There are a gazillion free and paid VPNs (virtual private networks) out there, but I'm more trusting of personal recommendations than from so-called public review sites. I'm looking for a decent free VPN to use with an Android tablet. Do you personally know of any?


----------



## WhyNot (Jun 21, 2011)

Yes ma'am I do, I know of a very excellent one (IMO). Although I'd like to ask a question first because sometimes people misunderstand the use of a VPN and sometimes it does not do what they expect it to. 

So, I'd like to ask what it is you are looking to achieve, other than security. Is this a network at home that you are looking to tunnel through from public access points? If so, additional software for that device(s) may be necessary. Also, if it's a work network that you are looking to tunnel through to, it is probably a good idea to consult with their IT department and make sure they are set up for the android vpn clients. Usually if an organization is set up for VPN, they prefer to use their own clients and usually prefer that their employees bring in their devices to be configured. Usually.


----------



## CajunSunshine (Apr 24, 2007)

Needing a VPN for the Android tablet to be able to safely use open public hotspots such as libraries, McDonalds, etc. to encrypt traffic between the Android and the internet, even on these unsecured networks.


----------



## WhyNot (Jun 21, 2011)

Okay. It sounds like what you really are looking for is a SSH (secure socket shell) or an encrypted internet proxy.

A VPN is used for accessing or routing through a specific network. So if you had a VPN tunnel set up at home, you could be anywhere with internet access, login to your VPN which will route your mobile traffic through your vpn at home and back out to the internet.

An SSH Tunnel will encrypt all your data that your mobile sends out. You have to have a rooted android and a third party host. Most people don't want to do this, it's complicated and most don't know what it means. I don't blame them.
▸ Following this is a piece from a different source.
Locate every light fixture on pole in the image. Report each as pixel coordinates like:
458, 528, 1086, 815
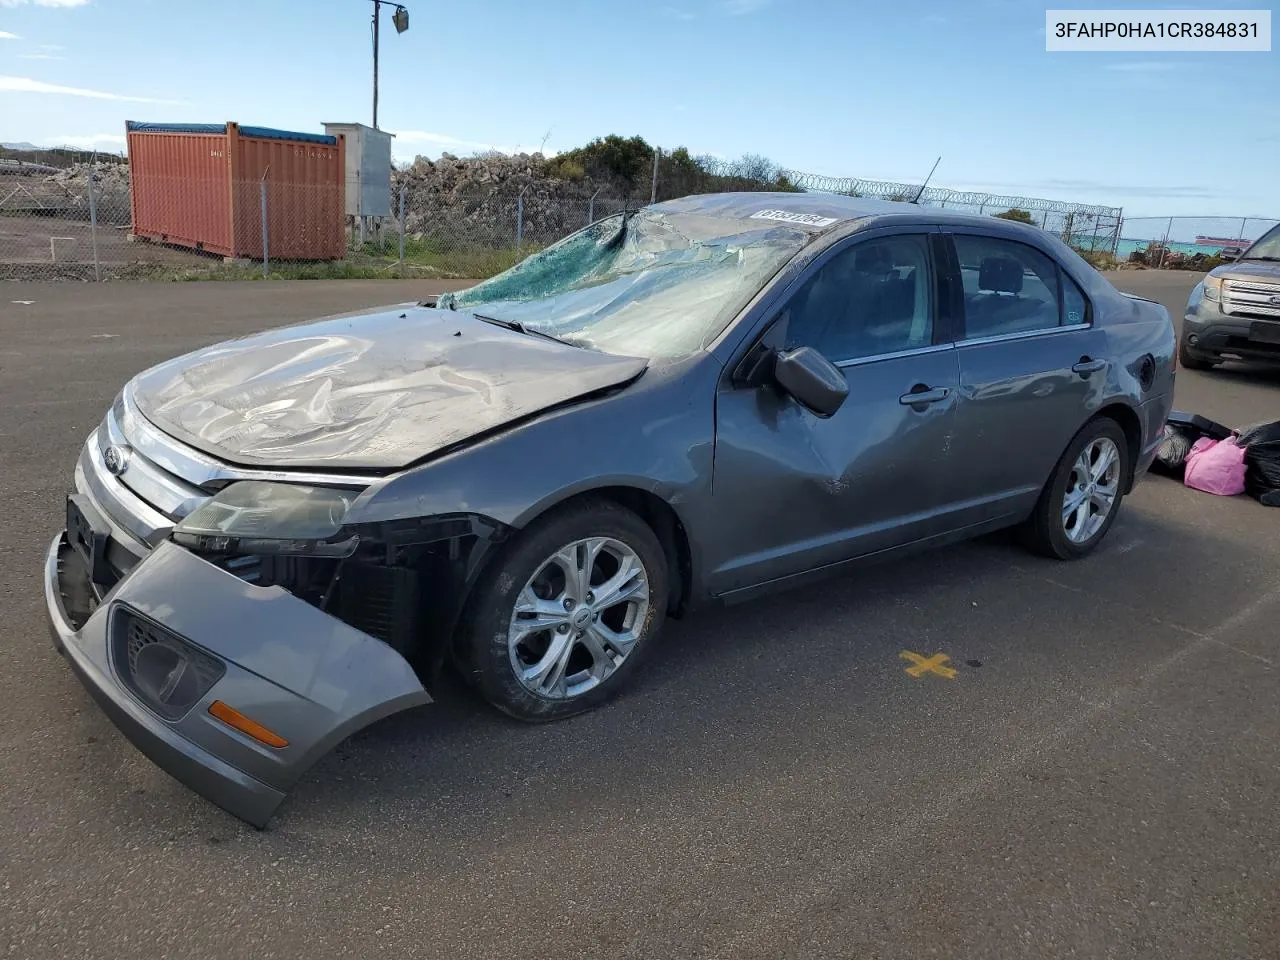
370, 1, 409, 131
An internet proxy service is one you connect to that encrypts or masks your net traffic. These are usually free, online services that you go to and connect through. This can work, but can be problematic, as far as I know. SOME Android software and devices have an issue with https tunnels, developers are working on it. There is beta software out there but I would not recommend a general user to start beta testing software. There is sound software for it but.....If we knew the make model and software version for your android device we could probably be of better assistance on that. 
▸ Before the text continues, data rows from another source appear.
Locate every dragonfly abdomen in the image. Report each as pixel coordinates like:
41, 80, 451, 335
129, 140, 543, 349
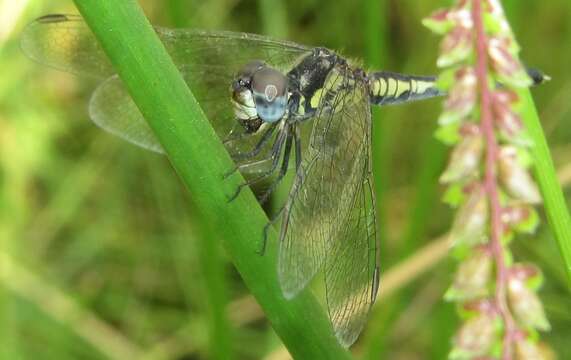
367, 71, 443, 106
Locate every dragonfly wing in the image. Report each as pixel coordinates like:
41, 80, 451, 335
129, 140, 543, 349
325, 164, 379, 347
21, 14, 312, 163
89, 75, 164, 153
88, 67, 254, 154
278, 64, 380, 346
88, 67, 290, 174
21, 14, 311, 78
21, 14, 115, 78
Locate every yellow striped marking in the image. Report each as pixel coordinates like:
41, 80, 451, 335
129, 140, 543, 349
310, 88, 324, 109
394, 80, 411, 98
387, 78, 397, 97
371, 80, 381, 98
415, 80, 435, 94
378, 79, 388, 97
298, 97, 306, 115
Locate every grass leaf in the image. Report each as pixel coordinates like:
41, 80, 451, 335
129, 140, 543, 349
519, 89, 571, 287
If you really want to set up a vpn at your home to route your android through, I would recommed Cisco AnyConnect. This link goes to the information you would need. You can download the software specific for your devices within the user manual. You will have to know the make, model and software version of your router(s) at home as well.
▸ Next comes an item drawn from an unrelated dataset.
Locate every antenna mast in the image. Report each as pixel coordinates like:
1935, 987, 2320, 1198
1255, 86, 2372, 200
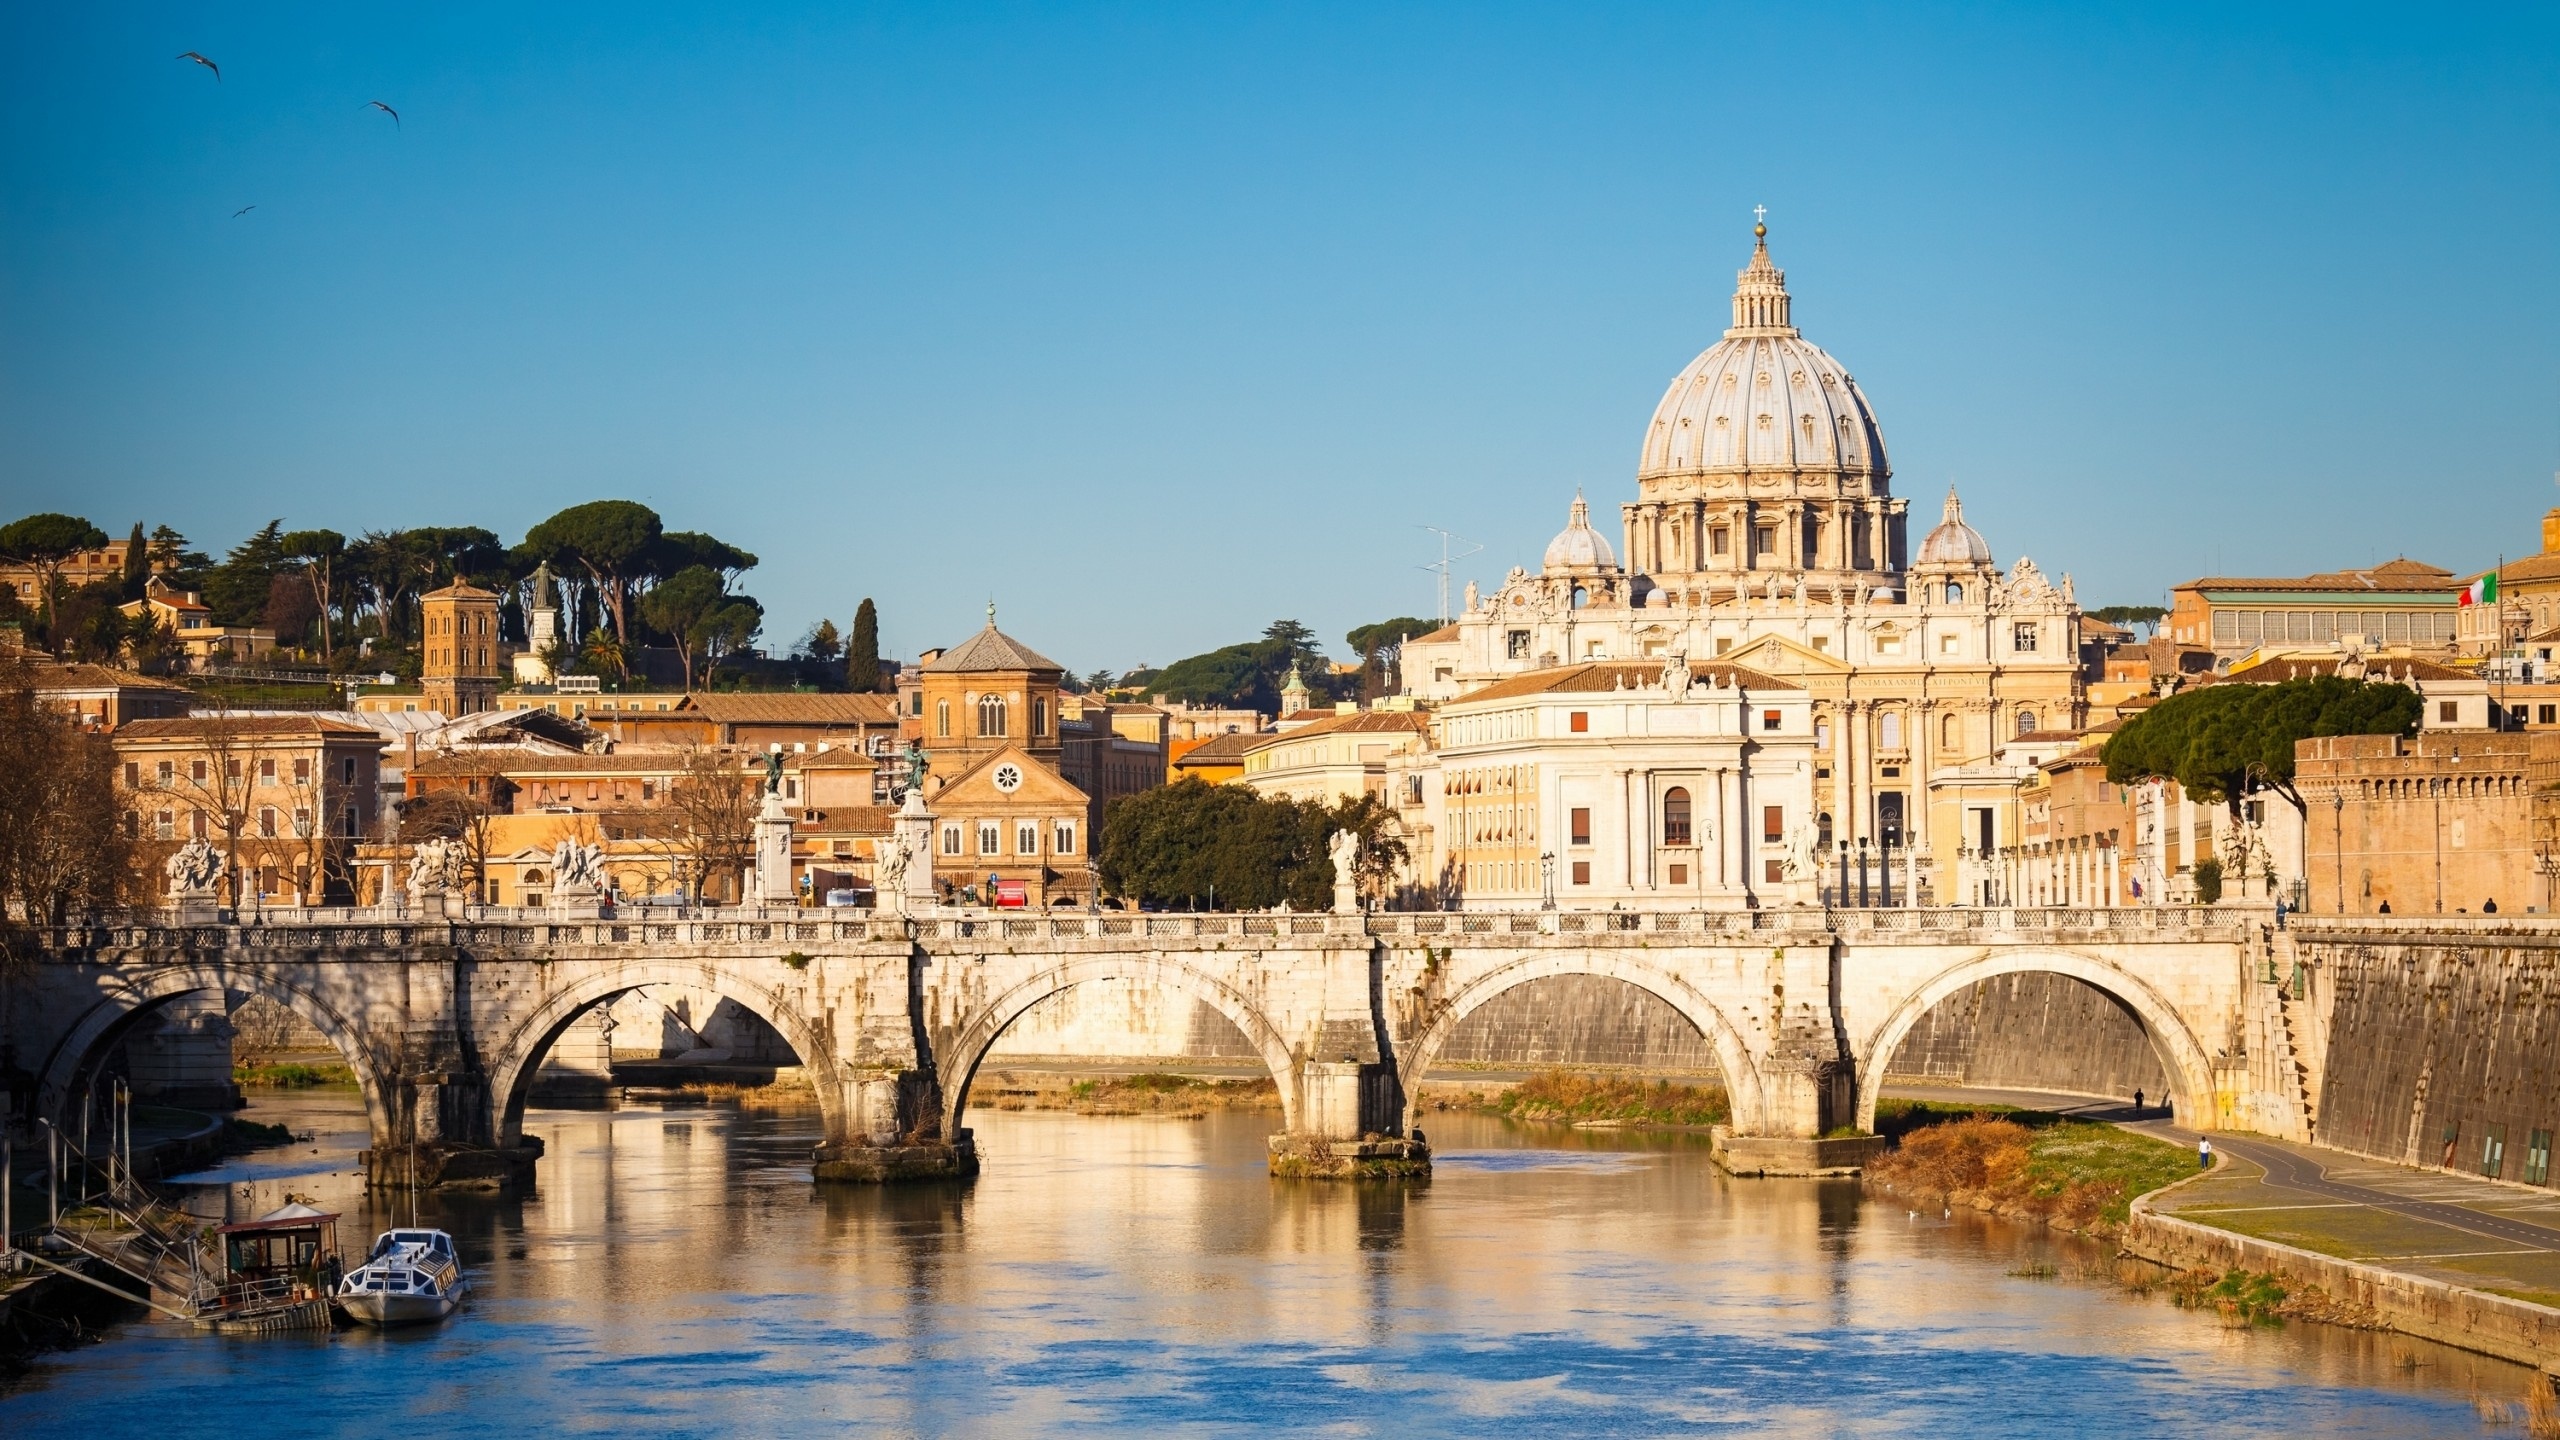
1417, 526, 1484, 624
Android User Guide for Cisco AnyConnect Secure Mobility Client, Release 2.5.x- [Cisco AnyConnect Secure Mobility Client] - Cisco Systems

I HIGHLY RECOMMEND reading this user guide from the beginning and gaining a complete understanding of how this works otherwise you will frustrate yourself.

***This is all as far as I know. There may be other services out there that are third party vpns offering secure connections. I'll let someone else answer that. I'm familiar with Cisco AnyConnect and android phones, setting up vpn's on home and business networks. The other proxy services I know about but have not been keeping up on their development. So all the information here about compatibility and all that is just as far as I know. And as far as I know with SOME devices and software currently available there are issues like buffer stack overflows, general lockups and...just plain issues....so hopefully if that is what you need someone else here has an android, uses it that way and can give you better information***


----------



## CajunSunshine (Apr 24, 2007)

hmmm...wow... beaucoup thanks for the wealth of info! BTW, I have no internet at home, but I do have it on an older model cell phone loaned to me by a friend. Tiny screen and texting style posting is killing me, lol. Wish there was some kind of add-on keyboard that I could use on this phone...then it would be bearable...


----------



## WhyNot (Jun 21, 2011)

CajunSunshine said:


> hmmm...wow... beaucoup thanks for the wealth of info! BTW, I have no internet at home, but I do have it on an older model cell phone loaned to me by a friend. Tiny screen and texting style posting is killing me, lol. *Wish there was some kind of add-on keyboard that I could use on this phone...then it would be bearable*...


Uhmmmmm.....this one might not be for your make/model...but....

Amazon.com: Logitech Tablet Keyboard for Android 3.0+ (920-003390): Electronics


----------



## CajunSunshine (Apr 24, 2007)

I wish! Thanks again!


----------